Con todo, el contratante es responsable de los daños causados por su actuación en las pólizas colectivas en que intervenga, sin perjuicio de la responsabilidad del asegurador por las gestiones que hubiere encomendado.
El asegurador no podrá oponer al asegurado los errores, omisiones o deficiencias del tomador.
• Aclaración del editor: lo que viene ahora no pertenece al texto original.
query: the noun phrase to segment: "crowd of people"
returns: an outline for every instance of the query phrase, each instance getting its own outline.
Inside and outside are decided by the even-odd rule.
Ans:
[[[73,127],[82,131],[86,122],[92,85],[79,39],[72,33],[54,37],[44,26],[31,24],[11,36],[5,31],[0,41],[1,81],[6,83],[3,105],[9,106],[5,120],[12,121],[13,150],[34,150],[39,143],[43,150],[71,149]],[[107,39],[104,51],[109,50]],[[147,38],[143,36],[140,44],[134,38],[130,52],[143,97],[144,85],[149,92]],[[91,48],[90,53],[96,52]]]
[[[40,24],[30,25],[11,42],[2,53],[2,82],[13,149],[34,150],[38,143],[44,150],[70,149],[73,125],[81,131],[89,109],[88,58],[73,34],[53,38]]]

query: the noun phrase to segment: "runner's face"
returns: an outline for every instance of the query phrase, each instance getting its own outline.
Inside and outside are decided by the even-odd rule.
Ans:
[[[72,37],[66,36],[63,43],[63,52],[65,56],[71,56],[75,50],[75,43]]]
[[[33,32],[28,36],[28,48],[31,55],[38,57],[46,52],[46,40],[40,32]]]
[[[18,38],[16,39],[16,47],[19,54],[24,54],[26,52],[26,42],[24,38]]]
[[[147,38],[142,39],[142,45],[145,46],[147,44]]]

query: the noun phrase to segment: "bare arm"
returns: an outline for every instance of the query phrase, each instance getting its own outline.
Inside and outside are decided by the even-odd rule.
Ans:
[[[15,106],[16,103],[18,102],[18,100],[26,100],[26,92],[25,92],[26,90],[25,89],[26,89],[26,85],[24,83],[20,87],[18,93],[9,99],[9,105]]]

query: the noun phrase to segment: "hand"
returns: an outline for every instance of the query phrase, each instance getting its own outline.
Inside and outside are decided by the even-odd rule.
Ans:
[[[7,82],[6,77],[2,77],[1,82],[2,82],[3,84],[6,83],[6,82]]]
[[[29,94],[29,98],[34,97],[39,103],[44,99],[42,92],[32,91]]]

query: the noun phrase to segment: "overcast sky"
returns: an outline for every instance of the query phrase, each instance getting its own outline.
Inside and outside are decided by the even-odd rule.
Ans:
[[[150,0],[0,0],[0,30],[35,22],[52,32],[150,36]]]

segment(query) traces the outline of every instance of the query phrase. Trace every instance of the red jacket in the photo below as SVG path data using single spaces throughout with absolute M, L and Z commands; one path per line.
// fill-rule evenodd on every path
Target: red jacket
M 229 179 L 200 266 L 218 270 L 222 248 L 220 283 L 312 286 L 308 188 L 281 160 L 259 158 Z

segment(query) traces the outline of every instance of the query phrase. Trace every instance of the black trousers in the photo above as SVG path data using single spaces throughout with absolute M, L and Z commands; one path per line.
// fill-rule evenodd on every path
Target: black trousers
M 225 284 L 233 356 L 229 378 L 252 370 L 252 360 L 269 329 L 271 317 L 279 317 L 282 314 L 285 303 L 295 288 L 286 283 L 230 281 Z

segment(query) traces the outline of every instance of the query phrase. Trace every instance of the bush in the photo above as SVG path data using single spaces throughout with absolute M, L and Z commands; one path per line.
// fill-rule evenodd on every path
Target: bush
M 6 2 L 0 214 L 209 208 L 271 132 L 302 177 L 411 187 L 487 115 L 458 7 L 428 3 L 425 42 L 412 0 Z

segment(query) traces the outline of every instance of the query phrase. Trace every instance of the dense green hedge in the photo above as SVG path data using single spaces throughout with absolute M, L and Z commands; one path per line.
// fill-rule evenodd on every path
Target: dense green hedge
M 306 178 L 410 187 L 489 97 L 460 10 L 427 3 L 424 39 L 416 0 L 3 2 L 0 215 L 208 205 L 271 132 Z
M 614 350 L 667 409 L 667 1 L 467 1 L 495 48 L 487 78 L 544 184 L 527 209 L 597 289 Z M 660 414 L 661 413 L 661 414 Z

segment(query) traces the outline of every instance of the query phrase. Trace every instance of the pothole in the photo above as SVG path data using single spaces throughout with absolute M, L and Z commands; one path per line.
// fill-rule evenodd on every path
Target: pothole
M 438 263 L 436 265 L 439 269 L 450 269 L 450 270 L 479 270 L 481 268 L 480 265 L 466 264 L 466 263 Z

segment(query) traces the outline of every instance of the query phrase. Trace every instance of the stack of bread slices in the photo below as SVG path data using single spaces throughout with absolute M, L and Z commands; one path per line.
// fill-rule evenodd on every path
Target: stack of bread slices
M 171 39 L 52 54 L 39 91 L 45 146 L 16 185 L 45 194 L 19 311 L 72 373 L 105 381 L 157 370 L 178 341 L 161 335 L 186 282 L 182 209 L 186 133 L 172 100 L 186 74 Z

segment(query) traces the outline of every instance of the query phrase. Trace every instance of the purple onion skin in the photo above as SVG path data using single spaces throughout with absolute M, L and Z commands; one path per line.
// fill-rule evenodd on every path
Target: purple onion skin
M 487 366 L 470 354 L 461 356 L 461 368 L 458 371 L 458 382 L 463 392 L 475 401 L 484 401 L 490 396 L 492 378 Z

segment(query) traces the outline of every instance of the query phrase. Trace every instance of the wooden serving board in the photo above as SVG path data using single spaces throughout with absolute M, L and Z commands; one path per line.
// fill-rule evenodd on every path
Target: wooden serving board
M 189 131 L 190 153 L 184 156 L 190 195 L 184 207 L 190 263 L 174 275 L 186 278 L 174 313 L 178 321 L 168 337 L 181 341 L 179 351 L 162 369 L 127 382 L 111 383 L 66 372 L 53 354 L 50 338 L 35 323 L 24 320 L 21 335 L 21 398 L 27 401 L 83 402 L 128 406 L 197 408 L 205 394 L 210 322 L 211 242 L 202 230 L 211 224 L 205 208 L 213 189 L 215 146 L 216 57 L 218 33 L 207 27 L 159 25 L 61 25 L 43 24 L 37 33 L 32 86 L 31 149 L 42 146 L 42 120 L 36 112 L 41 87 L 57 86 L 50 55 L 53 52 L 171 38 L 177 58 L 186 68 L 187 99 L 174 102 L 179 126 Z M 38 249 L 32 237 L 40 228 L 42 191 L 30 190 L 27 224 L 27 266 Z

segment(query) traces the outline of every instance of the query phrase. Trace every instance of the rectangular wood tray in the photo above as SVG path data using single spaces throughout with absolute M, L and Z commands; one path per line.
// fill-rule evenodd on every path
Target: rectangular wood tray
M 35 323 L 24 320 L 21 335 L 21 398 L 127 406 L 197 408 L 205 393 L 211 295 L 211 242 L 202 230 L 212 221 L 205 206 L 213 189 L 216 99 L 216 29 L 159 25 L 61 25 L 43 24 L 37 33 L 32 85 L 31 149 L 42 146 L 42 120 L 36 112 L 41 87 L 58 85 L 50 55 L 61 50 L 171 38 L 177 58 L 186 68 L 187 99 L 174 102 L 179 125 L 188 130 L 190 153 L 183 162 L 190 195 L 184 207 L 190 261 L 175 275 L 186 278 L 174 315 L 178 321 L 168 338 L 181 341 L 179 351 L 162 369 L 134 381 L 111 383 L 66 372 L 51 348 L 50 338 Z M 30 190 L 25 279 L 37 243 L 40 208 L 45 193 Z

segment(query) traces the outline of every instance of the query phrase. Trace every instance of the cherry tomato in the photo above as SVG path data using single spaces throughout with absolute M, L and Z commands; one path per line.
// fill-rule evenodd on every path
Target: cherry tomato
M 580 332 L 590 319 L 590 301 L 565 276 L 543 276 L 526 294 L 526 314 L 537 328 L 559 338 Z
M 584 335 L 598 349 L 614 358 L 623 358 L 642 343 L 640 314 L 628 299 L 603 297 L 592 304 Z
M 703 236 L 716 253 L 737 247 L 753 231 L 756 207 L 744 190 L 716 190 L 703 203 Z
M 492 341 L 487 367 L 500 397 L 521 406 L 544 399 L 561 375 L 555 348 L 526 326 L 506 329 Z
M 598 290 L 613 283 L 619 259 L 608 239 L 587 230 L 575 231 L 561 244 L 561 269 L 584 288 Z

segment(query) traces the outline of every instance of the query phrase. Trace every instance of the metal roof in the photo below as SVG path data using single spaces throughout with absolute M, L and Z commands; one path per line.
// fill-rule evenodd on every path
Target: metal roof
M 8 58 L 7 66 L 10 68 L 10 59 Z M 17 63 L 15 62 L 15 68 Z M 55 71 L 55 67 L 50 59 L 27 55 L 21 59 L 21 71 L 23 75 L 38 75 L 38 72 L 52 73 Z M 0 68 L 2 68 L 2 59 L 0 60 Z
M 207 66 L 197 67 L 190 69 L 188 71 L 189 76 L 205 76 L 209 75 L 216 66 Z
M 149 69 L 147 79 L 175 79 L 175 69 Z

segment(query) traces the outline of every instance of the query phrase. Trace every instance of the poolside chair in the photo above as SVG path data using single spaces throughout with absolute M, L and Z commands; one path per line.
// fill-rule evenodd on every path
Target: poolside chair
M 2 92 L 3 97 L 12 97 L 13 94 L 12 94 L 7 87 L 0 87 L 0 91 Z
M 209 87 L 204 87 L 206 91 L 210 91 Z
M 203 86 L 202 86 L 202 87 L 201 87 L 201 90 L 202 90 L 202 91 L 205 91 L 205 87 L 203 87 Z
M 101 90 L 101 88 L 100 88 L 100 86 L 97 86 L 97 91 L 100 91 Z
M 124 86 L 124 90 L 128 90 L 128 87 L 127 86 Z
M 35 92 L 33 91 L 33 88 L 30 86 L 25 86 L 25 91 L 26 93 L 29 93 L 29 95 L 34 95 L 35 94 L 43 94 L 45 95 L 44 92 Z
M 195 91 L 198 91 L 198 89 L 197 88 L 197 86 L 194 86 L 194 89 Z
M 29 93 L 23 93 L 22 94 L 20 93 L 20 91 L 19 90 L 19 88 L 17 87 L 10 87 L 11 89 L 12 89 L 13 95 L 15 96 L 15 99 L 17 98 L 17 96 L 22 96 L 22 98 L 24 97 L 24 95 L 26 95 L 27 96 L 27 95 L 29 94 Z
ARTÍCULO 12°: DECLARACIONES DEL ASEGURADO
El asegurado titular conforme al artículo 524 y 525 del Código de Comercio, tendrá la obligación de declarar por escrito el estado de salud y sus actividades (laborales o recreativas) propias y de sus dependientes, al tenor de lo que solicita el asegurador, sobre los hechos o circunstancias que conozca y que permitan a la aseguradora apreciar la extensión del riesgo.
La veracidad de las declaraciones hechas por el asegurado o el contratante, según sea el caso, en la propuesta o solicitud de incorporación al seguro, o en sus documentos accesorios o complementarios y en el reconocimiento médico, cuando éste corresponda, constituyen parte integrante y esencial de este contrato de seguro.
Asimismo, la compañía aseguradora se reserva el derecho de comprobar la veracidad de las declaraciones formuladas, en cualquier momento que ella lo estime conveniente, antes del inicio de la vigencia del asegurado en la póliza, incluso haciendo examinar médicamente a las personas amparadas por el presente seguro.
Cualquier omisión o reticencia, declaración falsa, equivoca o inexacta relativa a las materias consultadas por la compañía aseguradora sobre el estado de salud, edad, ocupación, actividades o deportes riesgosos del asegurado, que pudiere influir en la apreciación del riesgo, o de cualquiera circunstancia que, conocida por la compañía aseguradora, hubiese podido retraerla de la celebración del contrato o producir alguna modificación sustancial en sus condiciones, faculta a la compañía aseguradora para excluirlos del presente contrato y dicho asegurado no tendrá derecho a ninguna indemnización en virtud de esta póliza.
La compañía aseguradora podrá exigir la restitución de los gastos en que ella haya incurrido, cuando los asegurados hayan recibido beneficios fundamentados en documentos falsos o adulterados y otorgados a personas no cubiertas en el contrato. La no-restitución de dichos gastos producirá la resolución de la póliza.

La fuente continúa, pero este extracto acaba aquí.